王萬石忙恭請著皇後去正殿裏主座上坐了,等到宮女奉上茶來,不過一柱香的功夫,隻聽內殿與外殿交接處門廊上的珠簾一陣叮咚作響,一個身著隠花白綢,衣擺處繪製了水墨翠竹絲質長袍的少年從內殿走了出來,他顯然是剛剛沐浴過,頭發還未及擦幹,從發梢處滴落著些許水滴。長長的劍眉斜飛入鬢角,鼻梁直而高挺,薄薄的嘴唇隻共一抿,英氣勃發。隻是一雙丹鳳眼,像極了皇後,卻給這英氣的麵容上更是平添了一份俊美。


    少年從門廊處一路走來,惹得滿殿的宮女俱是心馳神醉,那些正值妙齡的,一個個紅了臉低了頭,不敢抬頭直視。


    皇後眼風在殿裏微微一掃,這太子府裏的宮女果然與太子府外的不同。
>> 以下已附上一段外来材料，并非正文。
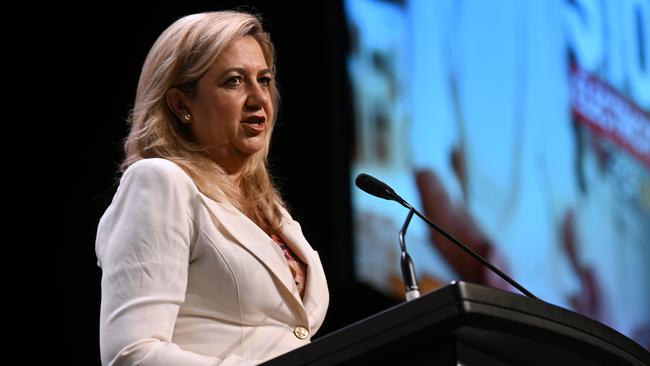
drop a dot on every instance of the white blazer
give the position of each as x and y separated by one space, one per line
189 281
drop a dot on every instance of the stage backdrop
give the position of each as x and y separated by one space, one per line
523 128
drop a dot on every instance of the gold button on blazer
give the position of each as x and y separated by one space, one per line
190 281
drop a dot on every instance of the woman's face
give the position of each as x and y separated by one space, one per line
232 110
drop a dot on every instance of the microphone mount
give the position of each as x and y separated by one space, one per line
375 187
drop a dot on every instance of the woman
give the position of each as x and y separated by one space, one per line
201 263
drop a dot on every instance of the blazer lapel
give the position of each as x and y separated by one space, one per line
316 285
255 240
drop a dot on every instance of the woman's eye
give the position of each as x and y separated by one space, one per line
265 80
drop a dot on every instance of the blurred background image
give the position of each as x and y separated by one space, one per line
522 128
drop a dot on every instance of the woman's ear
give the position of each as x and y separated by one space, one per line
176 101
雖是宮裏統一置辦的衣服頭飾,但這殿裏的宮女卻都在細節處動了心思,不是偷偷在衣角處繡了花,便是將寬大的宮服在腰後略縫了幾針,以展現自己的纖纖細腰。


    這所有的所有,無非都是想博得太子注目一瞥而已。在眾宮女矚目間,太子如風一般行至皇後麵前,他朝著皇後淺淺施了一禮,麵上淡淡一笑,殿裏眾人隻覺得宛若嚴冬初去,春風乍襲那般舒服,滿殿執勤的宮女具是唿吸為之一緊。


    皇後麵對眼前太子,心裏卻想起自己早逝的那三個兒子,自己所出的四個皇子全部繼承了自己與周文王容貌上的優點,四個皇子雖是容貌不盡相同,卻皆是玉樹臨風之姿。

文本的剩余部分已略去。